# The Dark Rock Cafe 2010



## Eyes_in_the_dark (Jun 15, 2006)

Couldn't wait any longer, and we've had such pretty weather, I started my display this past weekend. Got the graveyard up and will now add more each week. Allow me to present The Dark Rock Cafe 2010...

http://www.thewarthogpen.com/graveyard_files/graveyard1.jpg
http://www.thewarthogpen.com/graveyard_files/graveyard2.jpg
http://www.thewarthogpen.com/graveyard_files/graveyard3.jpg
http://www.thewarthogpen.com/graveyard_files/graveyard4.jpg
http://www.thewarthogpen.com/graveyard_files/graveyard5.jpg
http://www.thewarthogpen.com/graveyard_files/graveyard6.jpg
http://www.thewarthogpen.com/graveyard_files/graveyard7.jpg
http://www.thewarthogpen.com/graveyard_files/graveyard8.jpg
http://www.thewarthogpen.com/graveyard_files/graveyard9.jpg
http://www.thewarthogpen.com/graveyard_files/graveyard10.jpg
http://www.thewarthogpen.com/graveyard_files/graveyard11.jpg
http://www.thewarthogpen.com/graveyard_files/graveyard12.jpg
http://www.thewarthogpen.com/graveyard_files/graveyard13.jpg


----------



## RoxyBlue (Oct 6, 2008)

Nothing says "home" like a family plot


I like how you've placed some smaller items among the stones.

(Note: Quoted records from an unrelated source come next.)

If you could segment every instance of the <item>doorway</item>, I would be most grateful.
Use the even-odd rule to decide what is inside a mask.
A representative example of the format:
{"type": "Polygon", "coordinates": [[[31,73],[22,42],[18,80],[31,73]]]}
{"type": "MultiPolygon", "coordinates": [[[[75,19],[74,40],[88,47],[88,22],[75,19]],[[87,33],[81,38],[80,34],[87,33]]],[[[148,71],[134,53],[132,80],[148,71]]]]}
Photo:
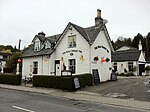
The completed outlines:
{"type": "Polygon", "coordinates": [[[139,64],[139,75],[142,76],[142,72],[145,72],[145,64],[139,64]]]}
{"type": "Polygon", "coordinates": [[[55,76],[61,75],[60,60],[55,60],[55,76]]]}

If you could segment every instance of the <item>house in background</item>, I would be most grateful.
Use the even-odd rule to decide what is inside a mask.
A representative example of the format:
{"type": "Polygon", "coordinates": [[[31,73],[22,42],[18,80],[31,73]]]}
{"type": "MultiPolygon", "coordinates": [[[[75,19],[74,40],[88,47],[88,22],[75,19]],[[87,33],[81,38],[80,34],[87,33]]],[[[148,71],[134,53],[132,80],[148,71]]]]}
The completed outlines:
{"type": "Polygon", "coordinates": [[[6,59],[10,58],[12,54],[0,52],[0,72],[3,73],[3,69],[6,65],[6,59]]]}
{"type": "Polygon", "coordinates": [[[105,23],[98,9],[94,26],[69,22],[61,34],[38,33],[23,54],[22,76],[61,76],[71,71],[72,75],[91,73],[95,83],[110,80],[113,47],[105,23]]]}
{"type": "Polygon", "coordinates": [[[145,56],[142,44],[139,41],[139,49],[122,46],[112,53],[112,64],[115,71],[120,73],[133,72],[134,75],[142,75],[145,72],[145,56]]]}

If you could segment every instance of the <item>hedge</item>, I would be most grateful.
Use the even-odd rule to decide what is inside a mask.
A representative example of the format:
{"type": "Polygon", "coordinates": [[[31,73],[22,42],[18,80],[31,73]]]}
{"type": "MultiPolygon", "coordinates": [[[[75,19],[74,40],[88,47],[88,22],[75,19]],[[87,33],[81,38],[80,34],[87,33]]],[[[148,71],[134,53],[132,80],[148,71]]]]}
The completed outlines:
{"type": "Polygon", "coordinates": [[[81,74],[74,76],[47,76],[47,75],[34,75],[33,86],[34,87],[47,87],[65,89],[68,91],[75,90],[74,78],[79,79],[80,87],[91,86],[93,84],[92,74],[81,74]]]}
{"type": "Polygon", "coordinates": [[[21,85],[21,75],[15,74],[0,74],[0,83],[1,84],[11,84],[11,85],[21,85]]]}

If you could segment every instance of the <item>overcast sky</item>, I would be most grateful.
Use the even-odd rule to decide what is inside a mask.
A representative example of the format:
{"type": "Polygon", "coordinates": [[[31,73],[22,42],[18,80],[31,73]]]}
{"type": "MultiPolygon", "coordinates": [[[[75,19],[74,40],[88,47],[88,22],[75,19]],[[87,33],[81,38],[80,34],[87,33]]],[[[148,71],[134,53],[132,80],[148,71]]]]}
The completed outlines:
{"type": "Polygon", "coordinates": [[[43,31],[47,36],[62,33],[69,22],[94,25],[102,10],[110,38],[133,38],[150,32],[150,0],[0,0],[0,45],[21,47],[43,31]]]}

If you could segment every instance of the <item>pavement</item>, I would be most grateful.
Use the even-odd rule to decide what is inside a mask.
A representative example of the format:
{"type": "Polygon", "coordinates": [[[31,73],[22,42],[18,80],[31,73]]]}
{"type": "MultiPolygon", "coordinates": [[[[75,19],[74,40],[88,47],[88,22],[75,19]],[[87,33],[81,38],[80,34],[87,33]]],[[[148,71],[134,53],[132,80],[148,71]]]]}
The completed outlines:
{"type": "Polygon", "coordinates": [[[95,102],[95,103],[107,104],[112,106],[121,106],[121,107],[136,108],[139,110],[141,109],[141,110],[150,111],[150,102],[104,97],[101,96],[100,94],[81,91],[81,90],[78,90],[76,92],[66,92],[58,89],[32,87],[31,85],[14,86],[14,85],[6,85],[6,84],[0,84],[0,88],[26,91],[26,92],[37,92],[37,93],[52,95],[61,98],[68,98],[71,100],[82,100],[82,101],[95,102]]]}

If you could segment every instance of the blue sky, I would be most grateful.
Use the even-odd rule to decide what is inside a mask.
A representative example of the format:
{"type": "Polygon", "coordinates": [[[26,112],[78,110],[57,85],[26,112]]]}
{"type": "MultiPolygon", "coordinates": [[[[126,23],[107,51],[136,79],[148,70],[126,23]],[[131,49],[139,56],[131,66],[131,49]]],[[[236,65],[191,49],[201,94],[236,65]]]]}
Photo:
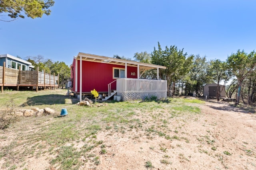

It's reminiscent of what you see in actual graveyards when people leave little mementos near the graves of their family or friends.


----------



## Bone To Pick (Oct 23, 2007)

Looks great, Eyes. I like the candles lining the front.


----------



## Dark Angel 27 (Sep 11, 2008)

just a queston i have to ask. do you not like alice cooper or slipknot? :googly:

nice set up!


----------



## Darkwalker (Jul 4, 2010)

Haha! I was wondering about that too! I was like "When did Alice Cooper die?!"
Good looking stuff Eye's! Now I'm setting up some things this weekend for sure!
Might I ask, what are the four way fittings for on the top of your fencing for?
A little rope lighting perhaps? Either way looks great.


----------



## Eyes_in_the_dark (Jun 15, 2006)

Thanks everyone I'm happy with the graveyard this year.

Roxyblue, That's the look I was going for and thanks for the comment that lets me know I got it right...or at least close.

Bone to pick, thank you.

Dark Angel and Darkwarker, I love Alice and Slipknot it's just part of my haunts back-story. I'll have to post the back-story soon so you can see where I was trying to go with the graveyard. 

Darkwarker, thought they looked the most like crosses and were made of PVC. I want skulls but, don't have time this year....maybe 2011.


----------



## Aelwyn (Jul 7, 2008)

I love the candles on the front!


----------



## stick (Jan 21, 2009)

Looking good, I will start putting up my display this weekend.


----------



## Lunatic (Oct 3, 2006)

Very nice start Eyes!


----------



## Eyes_in_the_dark (Jun 15, 2006)

Thanks all.


----------